Penulis: (Ant/S-2) - 12 June 2018, 01:30 WIB
Ist
Ist

DEWAN Pengurus Pusat Realestat Indonesia (REI) berharap DPR RI segera mengesahkan Rancangan Undang-Undang Pertanahan menyusul aturan pembelian properti oleh orang asing di Indonesia.

"Kami masih mempersiapkan kerja sama dengan BPN untuk akreditasi petugas juru ukur kami," kata Wakil Ketua Umum Bidang Pertanahan DPP REI Adri Istambul Lingga Gayo ketika dihubungi Antara di Jakarta, akhir pekan lalu.

REI, menurut Adri, akan menjadi pemrakarsa dalam menyusun tata kelola kepemilikan properti oleh warga negara asing (WNA) bersama Kementerian Agraria dan Tata Ruang. "Kami ingin melibatkan instansi lain seperti Imigrasi, pajak, dan notaris/PPAT melalui panitia ad hoc sehingga akan keluar satu buku aturan yang baku," ucapnya.

Adri berharap aturan tentang pembelian properti oleh orang asing itu keluar ketika federasi realestat dunia, FIABCI, menyelenggarakan pertemuan di Bali pada 8 Desember 2018.

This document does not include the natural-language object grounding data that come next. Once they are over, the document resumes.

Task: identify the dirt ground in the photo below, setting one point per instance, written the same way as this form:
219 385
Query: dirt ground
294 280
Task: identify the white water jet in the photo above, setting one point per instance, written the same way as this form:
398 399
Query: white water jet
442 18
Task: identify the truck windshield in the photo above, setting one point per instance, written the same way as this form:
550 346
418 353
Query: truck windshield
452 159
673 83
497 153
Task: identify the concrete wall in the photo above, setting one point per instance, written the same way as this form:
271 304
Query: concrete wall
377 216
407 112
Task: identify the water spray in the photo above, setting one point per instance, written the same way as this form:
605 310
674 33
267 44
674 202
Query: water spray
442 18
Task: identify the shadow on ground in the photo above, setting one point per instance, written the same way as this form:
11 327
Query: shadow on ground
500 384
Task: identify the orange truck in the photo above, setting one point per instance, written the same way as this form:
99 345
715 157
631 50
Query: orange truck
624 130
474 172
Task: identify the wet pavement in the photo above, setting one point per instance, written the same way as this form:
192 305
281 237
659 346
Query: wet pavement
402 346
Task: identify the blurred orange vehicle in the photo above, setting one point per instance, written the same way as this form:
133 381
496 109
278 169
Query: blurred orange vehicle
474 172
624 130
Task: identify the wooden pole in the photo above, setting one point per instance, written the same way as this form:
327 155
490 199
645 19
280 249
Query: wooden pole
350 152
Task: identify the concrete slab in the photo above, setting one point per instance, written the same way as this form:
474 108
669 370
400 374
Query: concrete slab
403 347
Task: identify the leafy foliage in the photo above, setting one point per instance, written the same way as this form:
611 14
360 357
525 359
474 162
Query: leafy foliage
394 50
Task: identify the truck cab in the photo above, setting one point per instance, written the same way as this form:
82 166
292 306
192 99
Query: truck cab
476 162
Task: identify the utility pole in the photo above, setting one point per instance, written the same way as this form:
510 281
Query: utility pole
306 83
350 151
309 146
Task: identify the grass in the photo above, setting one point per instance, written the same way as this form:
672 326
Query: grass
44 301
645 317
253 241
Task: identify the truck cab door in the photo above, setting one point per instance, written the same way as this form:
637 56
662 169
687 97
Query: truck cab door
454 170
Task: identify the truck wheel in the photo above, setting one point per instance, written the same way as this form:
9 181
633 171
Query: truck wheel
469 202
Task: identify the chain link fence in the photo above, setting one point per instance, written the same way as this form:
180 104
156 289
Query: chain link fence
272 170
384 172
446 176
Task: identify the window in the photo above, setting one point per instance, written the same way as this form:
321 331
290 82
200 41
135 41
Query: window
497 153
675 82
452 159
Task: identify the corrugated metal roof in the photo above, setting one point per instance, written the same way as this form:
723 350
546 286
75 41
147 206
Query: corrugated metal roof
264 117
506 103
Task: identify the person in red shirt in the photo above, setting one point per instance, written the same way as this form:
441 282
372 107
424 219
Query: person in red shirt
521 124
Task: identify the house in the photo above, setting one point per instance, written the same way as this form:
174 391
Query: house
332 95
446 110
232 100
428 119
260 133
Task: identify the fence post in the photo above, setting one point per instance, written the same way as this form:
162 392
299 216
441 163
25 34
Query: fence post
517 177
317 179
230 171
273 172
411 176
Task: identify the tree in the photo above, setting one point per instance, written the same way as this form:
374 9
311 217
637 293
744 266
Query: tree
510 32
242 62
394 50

Sebelumnya, Menteri Agraria dan Tata Ruang Sofyan Djalil mengatakan pengesahan RUU Pertanahan akan memberikan kepastian hukum, kemudahan memperoleh sertifikat hak, penataaan hak dan guna tanah sesuai dengan reforma agraria sampai dengan pengaturan hak kepemilikan orang asing.

DPR RI telah memastikan RUU tentang Pertanahan menjadi salah satu RUU yang pembahasannya diprioritaskan dalam masa persidangan V tahun sidang 2017-2018 ini.

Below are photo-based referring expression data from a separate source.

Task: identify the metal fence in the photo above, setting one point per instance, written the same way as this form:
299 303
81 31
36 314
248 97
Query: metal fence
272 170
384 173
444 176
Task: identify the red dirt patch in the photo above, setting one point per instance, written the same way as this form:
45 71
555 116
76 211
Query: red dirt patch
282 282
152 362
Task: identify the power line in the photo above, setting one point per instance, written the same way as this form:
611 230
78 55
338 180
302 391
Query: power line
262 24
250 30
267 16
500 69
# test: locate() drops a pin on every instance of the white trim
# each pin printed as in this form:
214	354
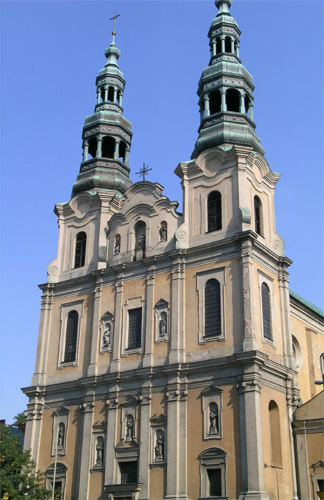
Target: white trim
202	278
65	310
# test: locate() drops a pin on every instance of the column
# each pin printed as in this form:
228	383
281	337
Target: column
43	336
99	147
249	338
114	367
223	43
145	455
149	321
116	152
252	462
85	150
83	471
242	107
110	462
176	444
177	354
92	369
223	101
206	105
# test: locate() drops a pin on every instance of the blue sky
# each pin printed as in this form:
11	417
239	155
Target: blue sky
51	54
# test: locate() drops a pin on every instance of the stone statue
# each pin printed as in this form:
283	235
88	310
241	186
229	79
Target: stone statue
106	335
129	428
163	324
61	433
213	420
159	448
99	452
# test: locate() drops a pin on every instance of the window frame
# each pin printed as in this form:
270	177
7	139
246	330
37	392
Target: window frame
202	278
263	278
65	310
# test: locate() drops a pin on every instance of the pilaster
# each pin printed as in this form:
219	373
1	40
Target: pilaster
251	439
92	369
82	488
43	336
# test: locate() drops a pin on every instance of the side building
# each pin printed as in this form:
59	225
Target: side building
172	357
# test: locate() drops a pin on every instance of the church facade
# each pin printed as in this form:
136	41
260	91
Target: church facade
172	358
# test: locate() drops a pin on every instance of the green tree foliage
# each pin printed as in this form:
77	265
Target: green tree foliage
17	476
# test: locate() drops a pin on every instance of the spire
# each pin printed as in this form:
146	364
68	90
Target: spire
106	133
225	90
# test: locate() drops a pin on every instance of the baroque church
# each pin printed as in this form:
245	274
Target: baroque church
173	362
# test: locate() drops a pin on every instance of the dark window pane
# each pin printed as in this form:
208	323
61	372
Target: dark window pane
266	311
80	247
214	211
128	472
215	482
212	308
134	328
71	336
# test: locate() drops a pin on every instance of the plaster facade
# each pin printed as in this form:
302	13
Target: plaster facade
169	344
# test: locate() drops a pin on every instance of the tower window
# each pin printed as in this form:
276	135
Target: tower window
228	44
214	211
215	102
71	337
108	147
212	308
266	311
233	100
258	215
134	328
80	249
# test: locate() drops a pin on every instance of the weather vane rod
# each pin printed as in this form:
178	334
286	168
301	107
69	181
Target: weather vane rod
143	171
114	25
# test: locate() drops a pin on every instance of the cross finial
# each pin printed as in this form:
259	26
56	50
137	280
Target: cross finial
143	171
114	25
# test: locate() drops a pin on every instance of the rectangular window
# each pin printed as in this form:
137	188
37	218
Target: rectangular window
215	482
128	472
134	328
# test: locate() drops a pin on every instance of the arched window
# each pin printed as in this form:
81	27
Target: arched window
214	209
215	102
108	147
140	240
71	337
80	249
266	311
212	308
233	100
275	436
163	231
228	44
111	94
257	215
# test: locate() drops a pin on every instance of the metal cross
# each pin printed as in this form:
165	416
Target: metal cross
114	19
143	171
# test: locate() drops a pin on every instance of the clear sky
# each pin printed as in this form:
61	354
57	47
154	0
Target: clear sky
52	52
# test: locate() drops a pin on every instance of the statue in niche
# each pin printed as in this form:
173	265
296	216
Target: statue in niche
163	232
163	324
129	428
61	435
159	448
213	419
99	452
106	335
117	245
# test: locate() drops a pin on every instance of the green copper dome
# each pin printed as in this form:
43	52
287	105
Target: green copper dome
225	90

Sementara itu, dalam laporan kepada Menteri Sofyan Djalil, pekan lalu, Ketua Umum DPP REI Soelaeman Soemawinata yang juga Presiden FIABCI Asia Pasifik mengatakan REI dalam menjembatani kepentingan anggota di daerah dalam pelayanan Kantor ATR BPN telah menugasi Wakil Ketua Umum Bidang Pertanahan Adri Istambul Lingga Gayo untuk keliling daerah.

"Kami audiensi hasil Kongres FIABCI di Dubai sekaligus mengundang Menteri ATR BPN sebagai narasumber dalam Desember FIABCI Meeting dan Global Summit Meeting di Bali, Desember," terang Soelaeman.

Ajang bisnis kelas dunia yang diperkirakan dihadiri sekitar 1.500 peserta tersebut akan berlangsung di Bali, 7-10 Desember 2018.